Lawrence English on Phill Niblock’s Ghosts And Others...
Ghosts And Others is a singular work in the Phill Niblock canon. It’s singular not just in its material content, but also in its methodology and approach. It represents a highly focused exercise in editing, location recording and acoustic observation.
In many ways, this work reflects a kind of acoustic mirroring of his practices as a film maker. It makes itself available to the world and in doing so reveals a particular perspective that says as much about its creator as it does about its subjects.
Like all of Niblock’s works this is a piece of patience. It is a work that dwells in the places it finds itself in, allowing certain moments to dominate in some sections, and seemingly vanish away in others. It suggests a movement within boundaries, in that it bounces from one locale to another counterpointing their gradual evolutions across time.
There’s a sense of collision throughout Ghost And Others. Explosions of Chinese percussion punctuate the piece, dynamic strikes to ward off ghosts during a funeral procession in Aberdeen, Hong Kong. They clang between bursts of car horn, the bellows of cows from collective Soviet-era farm in Hungary and various other sonic ephemera. Elsewhere a reeded instrument tries to carve a space for itself, but the world does not allow it to hold. It is a work that celebrates proximity as much as an aural vista.
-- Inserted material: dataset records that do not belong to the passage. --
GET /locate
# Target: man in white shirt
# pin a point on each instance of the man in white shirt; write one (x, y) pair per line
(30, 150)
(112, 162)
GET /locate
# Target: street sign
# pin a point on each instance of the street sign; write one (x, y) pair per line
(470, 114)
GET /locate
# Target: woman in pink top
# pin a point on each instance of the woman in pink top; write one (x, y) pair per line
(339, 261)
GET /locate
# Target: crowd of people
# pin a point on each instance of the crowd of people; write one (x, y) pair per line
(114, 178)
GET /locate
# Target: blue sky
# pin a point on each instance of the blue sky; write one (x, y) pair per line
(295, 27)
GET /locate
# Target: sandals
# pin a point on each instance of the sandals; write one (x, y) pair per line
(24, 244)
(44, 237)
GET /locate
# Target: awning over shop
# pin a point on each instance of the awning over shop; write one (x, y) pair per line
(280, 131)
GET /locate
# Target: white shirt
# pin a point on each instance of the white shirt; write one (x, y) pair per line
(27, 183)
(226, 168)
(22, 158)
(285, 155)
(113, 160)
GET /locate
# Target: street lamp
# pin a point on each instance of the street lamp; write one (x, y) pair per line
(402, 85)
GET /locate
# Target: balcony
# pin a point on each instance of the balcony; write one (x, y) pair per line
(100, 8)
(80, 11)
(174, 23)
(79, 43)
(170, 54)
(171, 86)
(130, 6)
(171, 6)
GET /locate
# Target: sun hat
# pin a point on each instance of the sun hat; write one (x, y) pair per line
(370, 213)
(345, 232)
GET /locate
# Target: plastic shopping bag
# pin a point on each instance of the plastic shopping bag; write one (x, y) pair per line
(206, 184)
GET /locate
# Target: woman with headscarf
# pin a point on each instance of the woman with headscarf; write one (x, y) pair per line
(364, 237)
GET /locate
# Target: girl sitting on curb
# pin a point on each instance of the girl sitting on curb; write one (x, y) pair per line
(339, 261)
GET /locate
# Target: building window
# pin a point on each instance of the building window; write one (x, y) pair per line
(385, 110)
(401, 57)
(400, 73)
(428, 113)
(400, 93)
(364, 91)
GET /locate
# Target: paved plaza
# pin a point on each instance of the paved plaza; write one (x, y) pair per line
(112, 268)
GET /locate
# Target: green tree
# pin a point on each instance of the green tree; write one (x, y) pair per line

Transit is also a theme here. What is a fascinating about Ghost And Others is the sense of movement in the work. Trains divide up this piece, marking points of transition, of distraction and of discovery. They act as gate-keepers almost, allowing us through into new spaces and suggesting new relations between the sounds as they combine or detach.
As a work of field recording, Ghosts And Others is generous, invitational and most of all effortlessly deep. It is resonate sensing of place, people and things.